Then and now: Green Hall
Lizards, and frogs, and snakes! Oh my! You might be surprised at what turns up on a quick trip through Green Hall’s history. Plus, archival photos of the building.


It’s the center of TCNJ’s administrative operations these days, but for a generation of alumni, Green Hall was the center of the academic world, where you registered for and attended classes, bought supplies and met with professors, commenced each school day and concluded your studies by receiving a diploma. Now in its 80th year of continuous use—but looking like new outside thanks to a recent refurbishment—the building has witnessed more history than can be recounted here. What follows is an admittedly incomplete assemblage of tidbits that we hope will prompt readers to write in with their memories of time spent in Green.
Ground was broken in spring 1930, the cornerstone was set the following May, construction was rushed that summer, and the current campus’ first academic building opened on September 17, 1931. Named for an alumnus and former principal of the Normal School, James M. Green Hall offered “every possible convenience for teaching and learning,” The Signal reported at the time, and for at least its first year housed all classes held on the Hillwood Lakes campus.

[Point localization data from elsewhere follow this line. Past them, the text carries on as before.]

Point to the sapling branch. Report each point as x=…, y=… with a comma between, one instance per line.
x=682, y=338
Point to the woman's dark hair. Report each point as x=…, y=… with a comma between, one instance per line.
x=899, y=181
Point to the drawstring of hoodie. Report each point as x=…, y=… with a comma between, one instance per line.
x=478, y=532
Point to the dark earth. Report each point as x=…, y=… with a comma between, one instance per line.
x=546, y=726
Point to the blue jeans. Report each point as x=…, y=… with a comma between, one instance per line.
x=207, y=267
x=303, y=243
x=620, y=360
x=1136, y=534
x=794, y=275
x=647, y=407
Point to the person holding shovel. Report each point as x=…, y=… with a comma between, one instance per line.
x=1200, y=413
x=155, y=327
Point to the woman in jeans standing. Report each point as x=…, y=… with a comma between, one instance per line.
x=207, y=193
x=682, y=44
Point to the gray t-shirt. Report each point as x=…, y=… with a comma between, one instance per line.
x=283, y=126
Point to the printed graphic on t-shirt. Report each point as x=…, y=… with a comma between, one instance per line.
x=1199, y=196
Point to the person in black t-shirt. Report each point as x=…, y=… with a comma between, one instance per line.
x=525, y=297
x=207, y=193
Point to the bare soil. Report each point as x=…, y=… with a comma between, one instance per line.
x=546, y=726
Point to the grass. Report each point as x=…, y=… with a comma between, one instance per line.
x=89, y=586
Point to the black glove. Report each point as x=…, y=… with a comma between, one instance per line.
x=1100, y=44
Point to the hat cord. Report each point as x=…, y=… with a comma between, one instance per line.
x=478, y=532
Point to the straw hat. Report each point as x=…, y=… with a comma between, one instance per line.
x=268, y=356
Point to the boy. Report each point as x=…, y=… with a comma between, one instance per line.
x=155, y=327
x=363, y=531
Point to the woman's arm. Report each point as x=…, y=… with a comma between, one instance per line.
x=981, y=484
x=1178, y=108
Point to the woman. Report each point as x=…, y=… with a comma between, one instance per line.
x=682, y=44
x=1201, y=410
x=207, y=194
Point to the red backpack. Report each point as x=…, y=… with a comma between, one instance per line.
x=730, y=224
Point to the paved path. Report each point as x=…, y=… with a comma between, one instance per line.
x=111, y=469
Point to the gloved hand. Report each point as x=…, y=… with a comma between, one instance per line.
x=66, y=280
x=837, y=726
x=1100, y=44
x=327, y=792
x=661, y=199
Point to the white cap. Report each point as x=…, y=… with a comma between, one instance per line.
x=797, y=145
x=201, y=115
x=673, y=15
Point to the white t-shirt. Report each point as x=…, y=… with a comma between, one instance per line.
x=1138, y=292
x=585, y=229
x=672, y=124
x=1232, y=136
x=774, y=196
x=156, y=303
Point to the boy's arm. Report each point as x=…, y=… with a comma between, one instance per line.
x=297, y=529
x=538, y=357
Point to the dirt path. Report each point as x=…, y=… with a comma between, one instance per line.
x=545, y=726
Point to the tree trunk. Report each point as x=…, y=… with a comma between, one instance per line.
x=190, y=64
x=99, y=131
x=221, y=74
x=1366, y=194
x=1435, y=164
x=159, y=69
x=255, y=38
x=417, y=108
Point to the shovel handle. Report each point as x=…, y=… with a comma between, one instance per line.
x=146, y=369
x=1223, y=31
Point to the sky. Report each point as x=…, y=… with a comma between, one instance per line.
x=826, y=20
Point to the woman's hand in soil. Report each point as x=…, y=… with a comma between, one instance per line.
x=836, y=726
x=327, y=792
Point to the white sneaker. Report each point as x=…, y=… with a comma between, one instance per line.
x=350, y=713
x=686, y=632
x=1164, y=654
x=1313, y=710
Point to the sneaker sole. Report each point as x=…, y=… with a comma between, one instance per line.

The only remaining construction plan shows that Green’s second floor originally included male and female faculty lounges, sewing and cooking classrooms, science labs, a dark room, and a typewriting room. There was a living museum that housed a “miniature menagerie”—everything from salamanders, lizards, and chameleons, to canaries, frogs, and turtles. The museum wasn’t “lacking of monsters” either, The Signal reported in 1951. “Two huge alligators” lived there, as well as a boa constrictor that’s rumored to have escaped on occasion. A bank run by business education majors was also upstairs.
When the Clinton Avenue campus closed, the industrial arts department set up shop—literally—in Green’s basement. By the end of the 1930s one could also find the bookstore down there. Run by Business Manager John Quimby with help from the Student Executive Board, it sold texts, stationery, athletic equipment, banners, and of course, little blue exam booklets.
Before that “great Hillwood myth, the Student Union Building” materialized, students started each school day in Green’s Community Room. “It was the only space for commuters at the time, and residents also stopped there to pick up mail,” recalled Professor Emeritus Leonard J. Tharney ’54. With 900 undergrads passing through daily, one can imagine the chaotic conditions. A mail chute installed behind Green alleviated some of the foot traffic, but Signal editors still railed that the Community Room was “grossly inadequate” for State’s growing enrollment.
Many of the classes held in Green were eventually moved to newer buildings that featured specialized labs and equipment, but Green’s central location ensured its continued role in campus events. The building played a supporting role each spring during step-singing performances: Before juniors took possession of Kendall’s steps from the seniors, those soon-to-be grads melodiously roasted their former professors, many of whom were listening in from Green’s darkened classrooms.
Green’s steps were sacred ground in Tharney’s day. “You weren’t supposed to stand there, because that was where Commencement took place,” he said. Those steps were the setting for numerous Commencement speeches, as well as a few demonstrations (one, in 1990, brought hundreds to Green to protest mandatory cumulative finals).
High above Green’s steps, in the building’s signature clock tower, is the carillon. First presented by student organizations in 1948, then again by Lowell F. Johnson in 1977, the carillon continues to chime the Alma Mater twice daily. Students who follow its strains into Green Hall these days aren’t coming to attend class, but rather to seek financial aid advice, find a place to study abroad, or perhaps replace a lost ID card.
Luckily for them, there hasn’t been a boa constrictor sighting in years.